As an ode to our spice rack, here are three popular spices that have some surprisingly powerful health benefits and a recipe to help you appreciate each.

Turmeric

A root native to Indonesia and India, and mistakenly pronounced tu-mer-ic by many (even in the nutritional world), this spice has been used medicinally for thousands of years.

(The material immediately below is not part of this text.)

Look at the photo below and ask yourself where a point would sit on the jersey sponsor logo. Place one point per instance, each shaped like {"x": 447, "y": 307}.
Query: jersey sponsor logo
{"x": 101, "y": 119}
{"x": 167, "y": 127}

Turmeric is a powerful, brilliant orange spice that boasts an entire list of benefits including the ability to reduce inflammation, aid in irritable bowel syndrome, relief of arthritic pain, and improvement of skin health.

Roasted Vegetable Curry

1 lb cauliflower florets (pulled apart)

1 green bell pepper (cut into 1 inch squares)

½ vidalia onion (pulled apart)

1 sweet potato (cut into rondelles) 

¼ cup organic extra virgin olive oil 

½ cup coconut vinegar (or apple cider vinegar)

2 tsp curry 

1 tsp turmeric 

½ tsp coriander

Preheat Oven to 450. Chop and mix vegetables into large bowl, set aside. Whisk vinegar, olive oil, and spices and pour over vegetables. Toss mixture with hands to coat. Spread vegetables onto baking sheet covered in tin foil. Cook for 20 minutes, turn vegetables and cook for additional 15-20 minutes. Serve alone or with rice. 

Ginger

With over two thousand years of use in China, ginger is an important component of Ayurvedic medicine. Its ability to aid in digestive issues has brought popularity to our modern use of ginger-ale, although the benefits of soda to ease a hurting belly are questionable. Ginger, in root form or as a powder, is a wonderful warming spice that ads flavor to a variety of dishes and also reduces chronic inflammation.

Ginger Chai for two:

Boil 2.5 cups almond milk 

Mix in 1 tbs raw honey, ¼ tsp ginger, ½ tsp ground cloves, and ½ tsp cinnamon

Sip, relax, and enjoy on a cool summer night

Cinnamon

What’s more reminiscent of a quintessential fall day than the sight of multi-colored trees and the faint scent of apples and cinnamon? Cinnamon, harvested from the bark of a tree, is not only one of the most popular baking spices, but is extremely beneficial for long term health.  It helps to manage blood sugar, promotes hormone balance, prevents candida overgrowth, assists in preventing certain types of cancer, and is a natural disinfectant and food preservative.

Guilt-free late summer treat

10 pitted dates 

¼ cup almonds

¼ cup almond milk

1 ½ macintosh apples

½ tbs cinnamon 

Blend or process ingredients until well mixed, roll into 1 inch balls, refrigerate for 4 hours, drizzle with warm maple syrup and welcome the fall!